Le joueur se retrouve tour à tour dans la peau de 4 personnages : Un enquêteur du F.B.I. (Norman Jayden), le père de la dernière victime (Ethan Mars), une journaliste (Madison Paige) et un détective privé (Scott Shelby).

 Il n’en fallait pas davantage pour séduire la passionnée d’affaires criminelles que je suis, d’autant que le jeu a été écrit par David Cage que je connaissais déjà au travers du jeu Fahrenheit que j’ai adoré. Heavy Rain en reprend d’ailleurs les codes au point que les 2 jeux sont similaires sur bien des points, notamment au niveau de la narration et d’une mise en scène soignée.

Heavy Rain réunit tous les ingrédients d’un bon jeu, dont on se souvient, mêlant thriller interactif et jeu vidéo. Il alterne entre les phases d’exploration, de dialogues, d’action et les cinématiques à la manière d’un film, ce qui fait que l’on ne s’ennuie pas une seconde, même pendant les scènes de vie quotidienne que nous sommes amenés à “vivre”.

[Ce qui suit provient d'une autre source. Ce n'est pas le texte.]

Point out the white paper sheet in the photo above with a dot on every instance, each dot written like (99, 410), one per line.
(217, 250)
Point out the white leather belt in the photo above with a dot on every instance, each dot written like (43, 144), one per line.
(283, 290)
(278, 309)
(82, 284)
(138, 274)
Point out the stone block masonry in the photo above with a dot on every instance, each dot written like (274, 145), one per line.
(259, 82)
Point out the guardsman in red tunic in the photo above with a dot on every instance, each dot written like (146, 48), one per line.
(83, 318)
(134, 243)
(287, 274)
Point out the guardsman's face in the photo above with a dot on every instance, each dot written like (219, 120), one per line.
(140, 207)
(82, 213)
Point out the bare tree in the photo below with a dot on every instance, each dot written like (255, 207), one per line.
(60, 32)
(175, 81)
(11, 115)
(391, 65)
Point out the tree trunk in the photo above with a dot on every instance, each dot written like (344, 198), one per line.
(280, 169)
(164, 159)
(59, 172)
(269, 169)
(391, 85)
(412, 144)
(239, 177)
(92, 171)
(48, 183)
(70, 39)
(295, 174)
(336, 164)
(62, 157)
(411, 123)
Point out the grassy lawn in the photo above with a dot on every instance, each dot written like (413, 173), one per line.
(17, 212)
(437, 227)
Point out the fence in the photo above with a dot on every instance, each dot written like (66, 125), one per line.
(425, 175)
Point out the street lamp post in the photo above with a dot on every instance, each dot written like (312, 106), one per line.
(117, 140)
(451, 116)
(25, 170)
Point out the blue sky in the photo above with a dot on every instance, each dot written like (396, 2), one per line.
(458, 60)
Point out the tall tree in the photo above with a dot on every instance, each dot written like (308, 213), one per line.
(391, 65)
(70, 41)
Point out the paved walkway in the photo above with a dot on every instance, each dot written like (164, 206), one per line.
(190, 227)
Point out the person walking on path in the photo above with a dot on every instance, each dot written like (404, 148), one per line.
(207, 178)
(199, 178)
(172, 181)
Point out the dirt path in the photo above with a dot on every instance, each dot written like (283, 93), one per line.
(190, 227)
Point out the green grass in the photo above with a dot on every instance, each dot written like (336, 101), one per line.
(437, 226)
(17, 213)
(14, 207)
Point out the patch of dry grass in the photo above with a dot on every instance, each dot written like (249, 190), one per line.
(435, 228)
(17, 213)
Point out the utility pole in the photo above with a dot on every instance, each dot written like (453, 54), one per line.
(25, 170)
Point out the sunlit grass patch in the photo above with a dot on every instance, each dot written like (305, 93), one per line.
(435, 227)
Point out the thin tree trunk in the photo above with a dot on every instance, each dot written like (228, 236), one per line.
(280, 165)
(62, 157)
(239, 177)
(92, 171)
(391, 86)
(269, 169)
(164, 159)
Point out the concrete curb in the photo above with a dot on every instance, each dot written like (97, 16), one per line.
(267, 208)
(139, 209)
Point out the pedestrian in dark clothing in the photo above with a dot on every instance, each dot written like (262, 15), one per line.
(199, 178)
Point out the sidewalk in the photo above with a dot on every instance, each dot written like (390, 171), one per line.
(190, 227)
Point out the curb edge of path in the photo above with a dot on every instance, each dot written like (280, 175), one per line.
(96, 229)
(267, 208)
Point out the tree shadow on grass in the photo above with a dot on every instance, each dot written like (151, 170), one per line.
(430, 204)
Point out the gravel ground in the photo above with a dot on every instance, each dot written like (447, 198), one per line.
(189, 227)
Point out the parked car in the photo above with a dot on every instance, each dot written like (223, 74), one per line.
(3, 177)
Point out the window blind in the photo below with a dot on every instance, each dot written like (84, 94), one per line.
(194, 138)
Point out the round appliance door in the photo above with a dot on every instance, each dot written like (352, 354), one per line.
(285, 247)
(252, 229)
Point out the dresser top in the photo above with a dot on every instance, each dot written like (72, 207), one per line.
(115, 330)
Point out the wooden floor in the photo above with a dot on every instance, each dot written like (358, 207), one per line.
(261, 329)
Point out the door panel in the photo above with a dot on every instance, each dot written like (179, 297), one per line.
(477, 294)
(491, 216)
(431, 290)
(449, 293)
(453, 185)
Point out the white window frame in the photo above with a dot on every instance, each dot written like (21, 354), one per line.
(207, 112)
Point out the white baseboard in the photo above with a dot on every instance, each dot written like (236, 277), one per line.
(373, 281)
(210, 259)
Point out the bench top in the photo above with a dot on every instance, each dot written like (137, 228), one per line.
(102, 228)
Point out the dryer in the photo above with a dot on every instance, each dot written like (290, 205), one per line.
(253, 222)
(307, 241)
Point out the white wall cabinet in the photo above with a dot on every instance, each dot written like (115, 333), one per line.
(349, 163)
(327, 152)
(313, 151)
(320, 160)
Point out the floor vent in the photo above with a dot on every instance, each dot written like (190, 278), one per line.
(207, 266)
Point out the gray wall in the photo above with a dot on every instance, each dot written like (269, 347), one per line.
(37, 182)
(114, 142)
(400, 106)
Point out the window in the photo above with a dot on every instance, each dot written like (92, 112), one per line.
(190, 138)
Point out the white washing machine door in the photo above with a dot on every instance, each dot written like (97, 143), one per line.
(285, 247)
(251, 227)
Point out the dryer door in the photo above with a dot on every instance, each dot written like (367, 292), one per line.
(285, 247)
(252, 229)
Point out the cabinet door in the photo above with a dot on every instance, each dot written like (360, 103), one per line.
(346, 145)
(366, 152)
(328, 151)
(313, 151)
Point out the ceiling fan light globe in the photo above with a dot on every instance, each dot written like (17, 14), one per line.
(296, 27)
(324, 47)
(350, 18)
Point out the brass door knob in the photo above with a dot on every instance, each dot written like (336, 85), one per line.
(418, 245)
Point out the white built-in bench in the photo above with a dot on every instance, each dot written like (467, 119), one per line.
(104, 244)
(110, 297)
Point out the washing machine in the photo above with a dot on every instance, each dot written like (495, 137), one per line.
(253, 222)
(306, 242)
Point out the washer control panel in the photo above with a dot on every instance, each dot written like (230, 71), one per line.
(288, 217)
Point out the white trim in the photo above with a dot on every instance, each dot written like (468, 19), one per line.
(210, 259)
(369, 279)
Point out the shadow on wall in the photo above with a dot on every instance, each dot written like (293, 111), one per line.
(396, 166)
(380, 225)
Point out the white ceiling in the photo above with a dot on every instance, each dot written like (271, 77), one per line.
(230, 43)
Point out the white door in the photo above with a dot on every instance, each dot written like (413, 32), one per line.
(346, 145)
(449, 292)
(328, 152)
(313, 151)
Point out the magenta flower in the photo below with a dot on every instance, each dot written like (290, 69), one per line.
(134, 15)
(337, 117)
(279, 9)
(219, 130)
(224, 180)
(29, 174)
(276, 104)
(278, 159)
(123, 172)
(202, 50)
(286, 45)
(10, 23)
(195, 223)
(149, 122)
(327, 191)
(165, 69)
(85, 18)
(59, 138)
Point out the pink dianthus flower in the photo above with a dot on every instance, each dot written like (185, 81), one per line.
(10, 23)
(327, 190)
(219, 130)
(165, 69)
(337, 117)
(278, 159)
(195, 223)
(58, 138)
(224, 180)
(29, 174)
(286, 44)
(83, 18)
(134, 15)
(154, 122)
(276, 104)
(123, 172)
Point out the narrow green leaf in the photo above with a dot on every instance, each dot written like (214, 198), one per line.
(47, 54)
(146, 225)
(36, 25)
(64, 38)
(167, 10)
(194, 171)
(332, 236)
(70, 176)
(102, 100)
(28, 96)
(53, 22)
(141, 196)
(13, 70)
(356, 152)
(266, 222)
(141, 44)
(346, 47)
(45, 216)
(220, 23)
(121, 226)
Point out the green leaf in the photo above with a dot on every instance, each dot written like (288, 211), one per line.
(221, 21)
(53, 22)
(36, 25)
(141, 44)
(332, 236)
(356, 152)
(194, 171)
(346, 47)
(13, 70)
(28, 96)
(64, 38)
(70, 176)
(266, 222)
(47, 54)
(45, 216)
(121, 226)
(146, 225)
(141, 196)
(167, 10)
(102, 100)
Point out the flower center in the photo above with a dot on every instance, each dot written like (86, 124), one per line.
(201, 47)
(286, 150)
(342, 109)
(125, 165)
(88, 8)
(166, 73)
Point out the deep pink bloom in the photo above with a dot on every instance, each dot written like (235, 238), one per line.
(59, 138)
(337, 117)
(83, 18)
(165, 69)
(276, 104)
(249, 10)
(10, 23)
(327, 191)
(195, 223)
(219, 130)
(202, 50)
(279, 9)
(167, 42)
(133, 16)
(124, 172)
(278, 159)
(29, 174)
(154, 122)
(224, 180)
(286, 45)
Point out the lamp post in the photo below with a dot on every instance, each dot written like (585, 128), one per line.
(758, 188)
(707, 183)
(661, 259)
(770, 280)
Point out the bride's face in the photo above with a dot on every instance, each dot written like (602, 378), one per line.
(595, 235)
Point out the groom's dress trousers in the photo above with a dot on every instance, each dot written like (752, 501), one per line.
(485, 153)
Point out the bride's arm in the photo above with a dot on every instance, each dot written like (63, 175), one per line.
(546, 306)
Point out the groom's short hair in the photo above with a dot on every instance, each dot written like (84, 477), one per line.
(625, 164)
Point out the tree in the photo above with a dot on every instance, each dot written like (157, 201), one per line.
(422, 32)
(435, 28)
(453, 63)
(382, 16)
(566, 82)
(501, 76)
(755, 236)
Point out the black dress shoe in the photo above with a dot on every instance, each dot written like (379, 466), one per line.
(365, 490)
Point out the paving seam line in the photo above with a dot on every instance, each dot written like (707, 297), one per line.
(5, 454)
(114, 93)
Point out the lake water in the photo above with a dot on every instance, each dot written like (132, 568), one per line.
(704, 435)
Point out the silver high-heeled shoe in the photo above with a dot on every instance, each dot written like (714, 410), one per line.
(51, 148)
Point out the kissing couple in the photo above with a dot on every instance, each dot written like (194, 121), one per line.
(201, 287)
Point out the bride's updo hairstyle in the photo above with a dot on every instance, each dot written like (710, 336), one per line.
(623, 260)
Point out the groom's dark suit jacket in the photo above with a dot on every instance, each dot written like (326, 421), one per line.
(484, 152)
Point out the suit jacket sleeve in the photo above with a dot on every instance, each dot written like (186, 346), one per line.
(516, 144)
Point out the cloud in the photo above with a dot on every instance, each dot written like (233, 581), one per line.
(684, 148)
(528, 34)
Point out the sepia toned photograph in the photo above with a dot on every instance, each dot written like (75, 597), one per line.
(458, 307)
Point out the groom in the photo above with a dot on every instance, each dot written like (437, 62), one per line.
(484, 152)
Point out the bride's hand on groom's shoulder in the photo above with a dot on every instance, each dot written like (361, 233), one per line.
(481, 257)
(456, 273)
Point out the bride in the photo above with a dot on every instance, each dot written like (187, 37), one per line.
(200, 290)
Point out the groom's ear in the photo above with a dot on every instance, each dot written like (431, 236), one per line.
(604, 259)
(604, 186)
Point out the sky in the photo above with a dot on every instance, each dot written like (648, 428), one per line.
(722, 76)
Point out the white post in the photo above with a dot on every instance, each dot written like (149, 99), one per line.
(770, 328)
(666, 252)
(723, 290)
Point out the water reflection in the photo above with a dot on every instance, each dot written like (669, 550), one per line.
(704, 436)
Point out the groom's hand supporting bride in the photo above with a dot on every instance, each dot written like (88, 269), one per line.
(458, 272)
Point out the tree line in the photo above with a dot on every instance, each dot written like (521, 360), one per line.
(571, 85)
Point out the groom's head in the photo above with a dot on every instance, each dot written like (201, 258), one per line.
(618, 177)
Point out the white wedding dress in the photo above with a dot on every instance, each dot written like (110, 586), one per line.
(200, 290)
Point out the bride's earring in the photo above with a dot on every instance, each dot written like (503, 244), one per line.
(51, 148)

Ce sont également ces scènes banales qui font la force de ce type de jeux, nous permettant de nous identifier parfaitement aux personnages en connaissant leurs pensées les plus intimes et en pénétrant leur foyer. Le Gameplay a d’ailleurs parfaitement intégré cet élément en affectant les pensées des quatre personnages à un bouton de la manette. Ainsi, le joueur peut à tout moment connaître leur état d’esprit.

Ces pensées, en plus de nous en apprendre plus sur les personnages, nous aident à anticiper nos actions et à mesurer les conséquences de nos décisions au sein du jeu. A la manière d’un “livre dont vous êtes le héros”, chacune d’elle influera sur la suite de l’histoire et la résolution de l’enquête.

En effet le jeu est basé sur des choix multiples répondant à une question centrale posée par le tueur “Jusqu’où êtes-vous prêts à aller par amour ?” (En fait pour sauver Shaun, la dernière victime). Allez-vous prendre la décision de vous battre ? De vous rendre ? De tuer ? De céder à vos pulsions ? De vous suicider ?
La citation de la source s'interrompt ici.